Reading notes of “Scaling Memcache at Facebook”

This paper talks about the implementation and optimization Facebook engineers have adopted when constructing the Memcache-based system, which is very inspiring. Here are some notes about this paper.

Section 1. Background

  1. Scenario: Users perform more reads than writes, and the storage includes MySQL database and HDFS.
  2. In Memcache system, it is possible to read stale data, which indicates eventual consistency. Therefore, the probability of reading stale data is also a factor to be tuned, besides latency.

Section 3. In a Cluster

  1. The all-to-all pattern of fetching data often causes single-server bottleneck. They found that data replication can alleviate the load of servers under this problem, but may lead to memory inefficiency. Thus came up with the idea of optimizing memcache client.
  2. The functions of memcache client include request batching, error handling and so on, and it maintains a map of all available servers (for finding the address of certain data to be fetched).
  3. A directed acyclic graph (DAG) is constructed for representing dependency between data to fetch data in parallel.
  4. mcrouter is used to coalesce connection between web thread with memcached server, which uses UDP connection instead of TCP to reduce latency and server load.
  5. Payoff: mcrouter controls window size similarly with window in TCP connection. If the window size is small, application needs to send requests in more windows; if is large, there may be incast congestion, which often happens in all-to-one scenario.

Section 3.2 Load Reduction using Lease

  1. Lease is, when a client experiences a cache miss in memcache, the server gives a lease token, so that the client can set data when come back.
  2. Lease can mitigate problem of reading stale data, as the token can be invalidated by server; and thundering herd, as only one token will be given in a certain period, i.e. 10s, then other request without the token will be asked to come back after some time, then the data is often present there.

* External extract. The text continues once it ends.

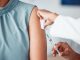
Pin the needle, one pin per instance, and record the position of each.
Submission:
(42, 22)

Section 3.3 Handling Failure

  1. A small amount of servers are acting as stand-by, which is called Gutter. This proportion is around 1%.
  2. The cost of Gutter is reading slightly stale data.

Section 4. Replication

  1. Replication of data can enable more independent failure domains, tractable network configuration, and a reduction of incast congestion.
  2. In front of mcrouter there is another layer with mcsqueal, which can batch deletes into fewer packets, then send them to specific mcrouters.
  3. Regional pool: using several frontend clusters to share a same set of memcache servers to reduce replica of data.
  4. Cold cluster warmup: let clients to communicate with “warm clusters”, which have normal hit rate, rather than persistent storage, to mitigate load on storage.

Section 5. Consistency

  1. The consistency model across regions is master-slave.
  2. When writting in a non-master region, a remote marker is used to detect whether certain data is stale. It leads to increased latency, but decrease probability of reading stale data.

Section 6. Single Server Improvement

  1. LRU is used to determine which data to be evicted. And slab class can determine the memory size needed for certain data. When a slab is about to be evicted, but its usage frequency is 20% more than the average, then its memory size will be expanded.
  2. To evict short-lived keys lazily, they are placed in a circular buffer of linked-list, which is moved every certain unit of time (a common approach). Each time items in the end slot will be evicted.